Luke 19: 1-10
“Zacchaeus…was seeking to see who Jesus was; but could not see him because of the crowd.” (vs 3)
Obstacles get in the way; they crowd out Jesus in my life and prevent me from seeing him. I want to see him. I am always seeking him, but many things crowd him out of my time.
“So he ran ahead a climbed a sycamore tree in order to see Jesus.” (vs 4) Like Zacchaeus, I need to move away from the crowds, the obstacles, and change my perspective. This move will help me to see Jesus better.
Just like with Zacchaeus, Jesus wants me to spend time with him. He wants to come to my house. “Zacchaeus, come down quickly, for today I must stay at your house.” (vs 5)
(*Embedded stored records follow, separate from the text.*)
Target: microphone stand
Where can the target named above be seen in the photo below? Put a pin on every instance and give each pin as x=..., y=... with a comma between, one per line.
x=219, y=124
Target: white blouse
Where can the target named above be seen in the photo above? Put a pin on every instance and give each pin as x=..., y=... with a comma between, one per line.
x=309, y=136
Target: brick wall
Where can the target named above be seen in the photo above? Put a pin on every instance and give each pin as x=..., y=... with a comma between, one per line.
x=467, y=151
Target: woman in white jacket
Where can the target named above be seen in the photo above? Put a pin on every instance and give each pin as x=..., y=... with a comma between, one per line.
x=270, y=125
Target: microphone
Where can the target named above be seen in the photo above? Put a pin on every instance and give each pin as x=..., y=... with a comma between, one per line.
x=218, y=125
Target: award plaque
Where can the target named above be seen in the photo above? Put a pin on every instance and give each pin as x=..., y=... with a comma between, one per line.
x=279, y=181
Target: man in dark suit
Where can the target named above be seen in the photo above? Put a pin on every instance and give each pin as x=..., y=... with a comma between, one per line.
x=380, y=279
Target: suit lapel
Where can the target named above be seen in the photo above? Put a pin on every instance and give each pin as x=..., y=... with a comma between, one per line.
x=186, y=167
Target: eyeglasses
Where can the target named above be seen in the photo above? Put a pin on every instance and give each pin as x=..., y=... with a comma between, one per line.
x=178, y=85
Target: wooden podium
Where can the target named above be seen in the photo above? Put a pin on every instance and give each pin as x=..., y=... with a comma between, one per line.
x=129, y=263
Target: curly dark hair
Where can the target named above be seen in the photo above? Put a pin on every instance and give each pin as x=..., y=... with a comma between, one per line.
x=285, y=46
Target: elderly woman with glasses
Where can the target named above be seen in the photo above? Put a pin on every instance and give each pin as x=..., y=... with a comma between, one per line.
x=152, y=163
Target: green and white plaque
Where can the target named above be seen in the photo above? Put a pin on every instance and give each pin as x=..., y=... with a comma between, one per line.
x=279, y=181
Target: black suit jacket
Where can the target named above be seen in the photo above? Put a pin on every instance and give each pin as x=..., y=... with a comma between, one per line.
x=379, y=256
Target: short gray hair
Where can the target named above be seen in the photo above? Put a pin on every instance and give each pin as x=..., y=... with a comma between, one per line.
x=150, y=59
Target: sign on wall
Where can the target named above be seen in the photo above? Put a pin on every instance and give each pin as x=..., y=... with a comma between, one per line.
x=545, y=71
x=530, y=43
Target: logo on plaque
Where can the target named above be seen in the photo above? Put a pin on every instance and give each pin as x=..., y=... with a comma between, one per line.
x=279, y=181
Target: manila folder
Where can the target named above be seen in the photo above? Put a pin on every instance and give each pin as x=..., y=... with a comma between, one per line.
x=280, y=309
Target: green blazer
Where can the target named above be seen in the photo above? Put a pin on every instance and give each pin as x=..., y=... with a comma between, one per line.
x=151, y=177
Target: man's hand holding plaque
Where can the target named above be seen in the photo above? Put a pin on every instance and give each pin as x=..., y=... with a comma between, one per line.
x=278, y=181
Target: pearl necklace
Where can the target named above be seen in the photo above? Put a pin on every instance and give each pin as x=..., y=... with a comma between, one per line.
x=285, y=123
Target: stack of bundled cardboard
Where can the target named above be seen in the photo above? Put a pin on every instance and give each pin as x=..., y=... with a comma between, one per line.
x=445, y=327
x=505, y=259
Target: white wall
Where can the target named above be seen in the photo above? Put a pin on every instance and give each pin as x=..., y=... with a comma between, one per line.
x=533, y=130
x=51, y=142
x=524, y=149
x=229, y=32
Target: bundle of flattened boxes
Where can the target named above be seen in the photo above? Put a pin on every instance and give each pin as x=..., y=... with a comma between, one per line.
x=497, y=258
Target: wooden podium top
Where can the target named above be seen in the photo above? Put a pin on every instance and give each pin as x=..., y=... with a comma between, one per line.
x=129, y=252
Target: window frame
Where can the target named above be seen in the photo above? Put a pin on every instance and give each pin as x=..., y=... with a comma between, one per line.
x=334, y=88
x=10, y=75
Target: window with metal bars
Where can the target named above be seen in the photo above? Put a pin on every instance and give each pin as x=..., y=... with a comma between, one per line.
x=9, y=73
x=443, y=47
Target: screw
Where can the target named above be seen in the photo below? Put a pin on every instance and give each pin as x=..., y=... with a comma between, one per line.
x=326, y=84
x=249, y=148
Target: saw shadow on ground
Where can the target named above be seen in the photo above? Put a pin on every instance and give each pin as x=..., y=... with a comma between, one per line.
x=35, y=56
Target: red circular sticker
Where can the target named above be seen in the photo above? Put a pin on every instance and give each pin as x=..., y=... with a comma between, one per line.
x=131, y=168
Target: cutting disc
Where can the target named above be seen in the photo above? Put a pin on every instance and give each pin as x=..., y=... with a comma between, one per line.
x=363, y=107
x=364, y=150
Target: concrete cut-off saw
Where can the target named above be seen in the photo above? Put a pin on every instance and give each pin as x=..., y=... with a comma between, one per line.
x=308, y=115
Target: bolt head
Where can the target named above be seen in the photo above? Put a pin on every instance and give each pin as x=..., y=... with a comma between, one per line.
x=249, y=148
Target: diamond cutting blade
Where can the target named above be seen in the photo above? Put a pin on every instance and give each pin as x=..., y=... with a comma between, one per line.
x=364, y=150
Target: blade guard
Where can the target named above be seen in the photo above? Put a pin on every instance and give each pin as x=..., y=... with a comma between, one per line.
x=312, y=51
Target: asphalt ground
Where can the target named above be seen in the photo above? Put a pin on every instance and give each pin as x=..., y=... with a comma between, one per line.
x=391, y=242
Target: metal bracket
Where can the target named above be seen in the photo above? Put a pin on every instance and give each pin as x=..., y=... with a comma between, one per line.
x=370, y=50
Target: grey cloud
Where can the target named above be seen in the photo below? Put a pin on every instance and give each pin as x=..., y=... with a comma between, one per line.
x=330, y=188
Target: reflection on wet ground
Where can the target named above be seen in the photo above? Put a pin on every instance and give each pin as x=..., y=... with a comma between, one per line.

Reflecting on these scripture passages about Zacchaeus made me think about the importance of mental prayer and its place in the life of a Secular Discalced Carmelite. Our Constitutions state: “Carmelite Seculars will commit themselves daily to spending a time in the practice of mental prayer. This is the time to be with God and to strengthen their relationship with Him so that they can be true witnesses to His presence in the world.” [Cons.Sec. III, no. 21]
St. Teresa of Jesus explains mental prayer as “nothing else than a close sharing between friends; it means taking time frequently to be alone with him who we know loves us.” (Way of Perfection) And there is the key to all this seeking and climbing trees! I need to be alone with him, taking time to meet with him, to invite him in to my house and to enjoy his presence while developing a relationship with him.
In order to do this I can again look to our Constitutions. “The Carmelite Secular will make sure to have special times set apart for prayer, as times of greater awareness of the Lord’s presence and an interior space for a personal and intimate meeting with Him.” [Cons. Sec. III, no. 20] I need to have a special time set aside. This is going to require me to give away “half of my possessions” (Lk 19:8), those attachments that occupy my time and space that leave no room for Jesus!
I have many distractions that keep me from setting aside time each day for mental prayer. Many of these distractions are really attachments. What are your attachments? What keeps you from devoting yourself to God and making time for mental prayer each day?